Demonstrating that post-treatment scores are significantly different from pre-treatment scores and that the change-scores are greater in an “improved” group than in a “no change” group addresses the sensitivity to change of the scale, but not its specificity [4, 12]. The concept specificity to change is also important, since changes without clinical relevance may occur in function scale scores [12]. For example, in the present study, the change-score for the VASpain was very high in the “good” outcome group (4.2 points; effect size 1.6) but was also moderately high in the “poor” outcome group (0.7 points; effect size 0.50), indicating that a number of patients who were not improved according to the global outcome criterion still decreased appreciably in their pain score.
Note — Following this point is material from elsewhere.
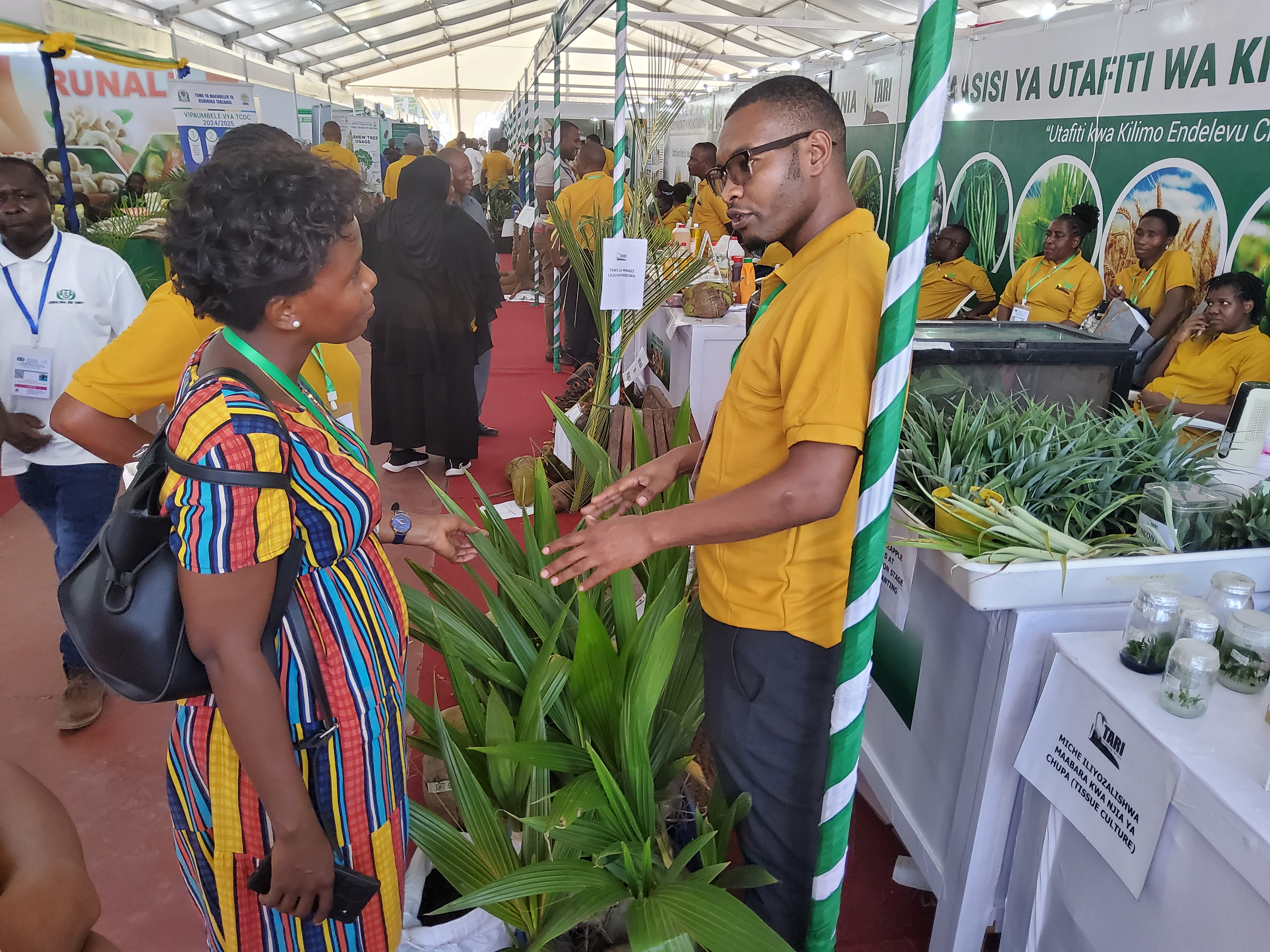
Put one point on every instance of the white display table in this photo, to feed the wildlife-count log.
(1209, 881)
(690, 355)
(954, 692)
In order to better quantify the responsiveness of the ODI, the ROC method was used. The area under the ROC was 0.85 for ODI and 0.84 for RM. These values are generally somewhat higher than those previously reported in the literature for acute or chronic LBP patients undergoing conservative treatment (ODI: 0.76 [4], 0.78 [29], 0.94 [17], 0.78 [8]; RM: 0.79 [29], 0.93 [4], 0.77 [8]). Slight differences between studies may be the result of the questionnaire version used (e.g. Beurskens et al. [4] used an older version of the ODI), or the differing LBP populations and treatment strategies investigated (e.g. acute versus chronic LBP; conservative versus surgical patients).
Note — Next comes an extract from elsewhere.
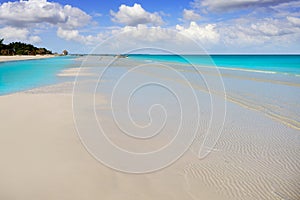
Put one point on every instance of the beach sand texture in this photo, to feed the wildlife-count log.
(256, 157)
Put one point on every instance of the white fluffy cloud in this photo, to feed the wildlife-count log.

The patients showed quite wide-ranging disability scores at baseline, and we therefore considered it of interest to examine whether the responsiveness of the instruments improved when, instead of absolute change scores, relative change scores (i.e. before surgery score-6 month score/before surgery score) were used as the “discriminating variable” in the ROC analysis. For each of the three instruments (ODI, RM and VASpain), the areas under the ROC curve were even higher (0.90, 0.86, and 0.92, respectively) when the relative scores were used. Thus, we tentatively suggest that it may be more appropriate to discuss the cut-off scores for indicating “improvement” (as determined from ROC curves) in terms of the percentage change-score from baseline. Although percentages of change scores are not recommended for use in the statistical analysis of outcome in clinical trials [31], they may be of some practical use for the calculation of sample size for such trials, especially when populations with differing baseline scores are being investigated: using the percentage of change value, one can calculate the corresponding absolute score-change required to be considered as “improvement” in relation to the expected baseline scores for the given population. This absolute value can then be used in the subsequent power calculations. For the ODI, a “good” global outcome was predicted (with 92% sensitivity and 84% specificity) by a change in ODI score greater than or equal to an 18% reduction from baseline values. In relation to the mean pre-surgery ODI value in the present study (45 points), this is equivalent to an approximate 8-point reduction. The ROC analysis done using the absolute change-score revealed a cut-off for a good outcome of 11 points. Interestingly, both of these cut-off values are somewhat higher than the previously reported values for conservatively treated acute or chronic LBP patients of 4–6 points [4] and 6 points [17]. The precise value may depend on the patient group and treatment under investigation: in less disabled patients, changes of up to 6 points may represent a similar percentage reduction from baseline to that reported for the patients in the present study.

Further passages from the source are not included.